ビジネスビルドでは、広島県内のホスト企業4社が、環境・エネルギーをテーマに新規事業のアイデアを全国のスタートアップなどから募集。書類選考や面談、審査会を経て、ホスト企業がそれぞれパートナー企業を1社採択し、共創プロジェクトを組成した。それが、以下の4チームだ。

●株式会社石﨑ホールディングス(ホスト企業)×luv waves of materials株式会社(パートナー

●クニヒロ株式会社(ホスト企業)×株式会社プロジェニサイトジャパン(パートナー企業)

企業)

●三共ポリエチレン株式会社(ホスト企業)×株式会社Aladdin(パートナー企業)

●株式会社八城工業(ホスト企業)×株式会社アブソラボ(パートナー企業)

▲2023年10月に行われた『HIROSHIMA GREEN OCEAN BUSINESS BUILD』の審査会。この場で4つの共創チームが組成された。(参考記事: https://tomoruba.eiicon.net/articles/4375

その後、約4カ月にわたり社会実装に向けたインキュベーション・実証実験を進め、2024年2月27日に広島コンベンションホールにて、成果発表会『HIROSHIMA GREEN OCEAN BUSINESS BUILD DEMO DAY』(以下、デモデイ)が行われた。デモデイには、環境・エネルギー分野や新規事業創出に関心を持つ県内企業をはじめ、産学官の多様なプレイヤーが集結した。

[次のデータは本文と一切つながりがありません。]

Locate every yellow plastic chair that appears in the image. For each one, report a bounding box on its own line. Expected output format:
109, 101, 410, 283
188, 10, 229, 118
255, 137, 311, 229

――そこで、TOMORUBAでは『HIROSHIMA GREEN OCEAN BUSINESS BUILD DEMO DAY』の模様を前後編にわたって紹介していく。前編となる本記事は、DEMO DAYの中で実施された2つのトークセッションの模様をお届けする。

<トークセッション>

①『環境』×『オープンイノベーション』最短距離で実現する新規事業

②既存事業のシナジーを生む広島県内企業の環境・エネルギー分野での新たな挑戦

【トークセッション①】 「『環境』×『オープンイノベーション』最短距離で実現する新規事業」

DEMO DAYの冒頭では、開会挨拶としてひろしま環境ビジネス推進協議会 会長の早田氏が登壇。「ホスト企業やパートナー企業の生の声を聞き、新規事業を考える際の参考にしてほしい。本日が新しい挑戦や出会いのきっかけになることを祈念している」と述べた。この挨拶に続いて、「『環境』×『オープンイノベーション』最短距離で実現する新規事業」と題したトークセッションが行われた。

<スピーカー>

・岩田 紘宜氏(東京大学・技術経営戦略学専攻 博士課程/未来ビジョン研究センター リサーチ・アシスタント)

・村田 宗一郎氏(eiicon 執行役員)

<モデレーター>

・早田 吉伸氏(ひろしま環境ビジネス推進協議会 会長)

▲ひろしま環境ビジネス推進協議会 会長 早田 吉伸氏

冒頭で早田氏は、イノベーションという言葉について、「イノベーションは大企業や東京のベンチャー企業の専売特許ではない」と前置きし、その上で「社会課題を起点に考えると、実は身近なものだと気付くはず。1社で課題解決をするのは大きな困難を伴うが、いろんなプレイヤーを巻き込むオープンイノベーションという手法を用いれば、地方の中小企業もイノベーションを起こせる可能性は十分にある」と説明した。さらに、「大企業の場合は社内調整に時間がかかることが多く、トップダウンで動いていける中小企業が有利になるケースは大いにある」とオーディエンスに向けて強調した。

▲左から、岩田 紘宜氏、村田 宗一郎

続いて岩田氏は、「環境分野のビジネスは、エネルギーに限らず建設・モビリティ・物流・交通・金融・農業・漁業など、あらゆる産業と接点があり、様々な産業分野の企業も自社事業として取り組むことができる。イノベーションの創出に向けて、最先端技術の活用だけでなく、マーケットインの発想で市場課題を捉えることが欠かせない。気候変動や環境関連の市場は年々拡大しており機会が広がっている」と紹介した。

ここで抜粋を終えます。